Kurs jak z najczarniejszego koszmaru. Klient zaatakował taksówkarza nożem
Sądowy finał znalazła sprawa wstrząsającego ataku na taksówkarza pod Grybowem (powiat nowosądecki). Jak przypomina "Gazeta Krakowska", do bandyckiej napaści doszło w maju zeszłego roku. Jej ofiarą padł 62-letni mężczyzna, który do samochodu wsiadł w zastępstwie swojego zięcia. Przeżył taki koszmar, że na zawsze pożegnał się z zawodem taksówkarza! Wszystko przez 20-letniego klienta, w przeszłości karanego już za wchodzenie w konflikt z prawem. Młody mężczyzna na rynku w Grybowie uczestniczył w spotkaniu towarzyskim przy alkoholu. Następnie 20-latek wsiadł do taksówki razem z dwiema znajomymi, ale one szybciej opuściły pojazd, dlatego nie mogły go powstrzymać przed popełnieniem okropnego przestępstwa. Gdy kurs się zakończył, taksówkarz wystawił klientowi rachunek, lecz 20-latek zamiast zapłacić, wyciągnął nóż i zaczął zadawać ciosy 62-latkowi. Na szczęście był pijany, dlatego pokrzywdzony zdołał się obronić i nie doszło do tragedii. Ostatecznie taksówkarz uciekł z samochodu w kierunku zabudowań. Udało mu się nawet wezwać pomoc, lecz agresywny bandzior ruszył za nim w pościg i nie odstąpił od zamiaru pozbawienia go życia. Napastnika odstraszyło dopiero szczekanie psa, dobiegające z pobliskiej posesji oraz głośne wołanie o pomoc przez 62-latka. Sprawca zbiegł, ale przybyli na miejsce zdarzenia policjanci szybko do złapali. Mundurowi znaleźli również nóż, którym posługiwał się 20-latek.

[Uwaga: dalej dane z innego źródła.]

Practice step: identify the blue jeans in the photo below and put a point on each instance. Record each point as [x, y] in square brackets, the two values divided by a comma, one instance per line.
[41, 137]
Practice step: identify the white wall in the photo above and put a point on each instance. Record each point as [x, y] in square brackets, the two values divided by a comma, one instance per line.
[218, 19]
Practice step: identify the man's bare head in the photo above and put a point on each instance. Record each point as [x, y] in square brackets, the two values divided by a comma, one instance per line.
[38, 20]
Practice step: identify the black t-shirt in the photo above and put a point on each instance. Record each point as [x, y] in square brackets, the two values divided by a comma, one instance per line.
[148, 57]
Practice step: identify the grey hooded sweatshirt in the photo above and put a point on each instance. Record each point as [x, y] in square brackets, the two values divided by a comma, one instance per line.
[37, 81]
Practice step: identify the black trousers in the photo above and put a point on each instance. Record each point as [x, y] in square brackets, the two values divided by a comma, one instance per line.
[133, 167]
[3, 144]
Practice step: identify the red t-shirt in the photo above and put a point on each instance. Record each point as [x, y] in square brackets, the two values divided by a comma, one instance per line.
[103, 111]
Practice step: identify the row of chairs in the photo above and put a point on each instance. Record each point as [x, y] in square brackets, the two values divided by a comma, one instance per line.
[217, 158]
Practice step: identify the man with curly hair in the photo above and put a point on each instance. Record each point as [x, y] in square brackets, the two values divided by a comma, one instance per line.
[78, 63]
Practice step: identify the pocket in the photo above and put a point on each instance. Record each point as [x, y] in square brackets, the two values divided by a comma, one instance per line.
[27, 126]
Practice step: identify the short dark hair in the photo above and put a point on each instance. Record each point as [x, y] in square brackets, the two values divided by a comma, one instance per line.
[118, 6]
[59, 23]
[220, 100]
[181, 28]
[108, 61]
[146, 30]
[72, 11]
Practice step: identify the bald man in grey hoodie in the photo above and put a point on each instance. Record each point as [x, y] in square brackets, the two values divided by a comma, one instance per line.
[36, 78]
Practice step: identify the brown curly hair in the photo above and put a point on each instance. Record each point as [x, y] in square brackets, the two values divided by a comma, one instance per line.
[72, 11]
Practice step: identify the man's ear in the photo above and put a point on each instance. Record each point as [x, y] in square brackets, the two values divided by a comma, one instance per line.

Młody bandyta prawomocnie skazany za usiłowanie zabójstwa. Apelacja odrzucona
Jak podaje "GK", Sąd Okręgowy w Nowym Sączu skazał 20-latka na karę 8 lat pozbawienia wolności za usiłowanie zabójstwa. Po wyjściu z zakładu karnego bandyta nie będzie również mógł zbliżać się do pokrzywdzonego przez 10 lat. Adwokat oskarżonego wniósł odwołanie do Sądu Apelacyjnego w Krakowie. W uzasadnieniu podnosił, że... 20-latek przeprosił swoją ofiarę, a w więzieniu ulegnie tylko dalszej demoralizacji. Obrona wnosiła o złagodzenie wyroku do 2 lat i 8 miesięcy pozbawienia wolności. Sąd Apelacyjny nie przyjął jednak argumentacji adwokata i podtrzymał wyrok pierwszej instancji, tym samym czyniąc go prawomocnym.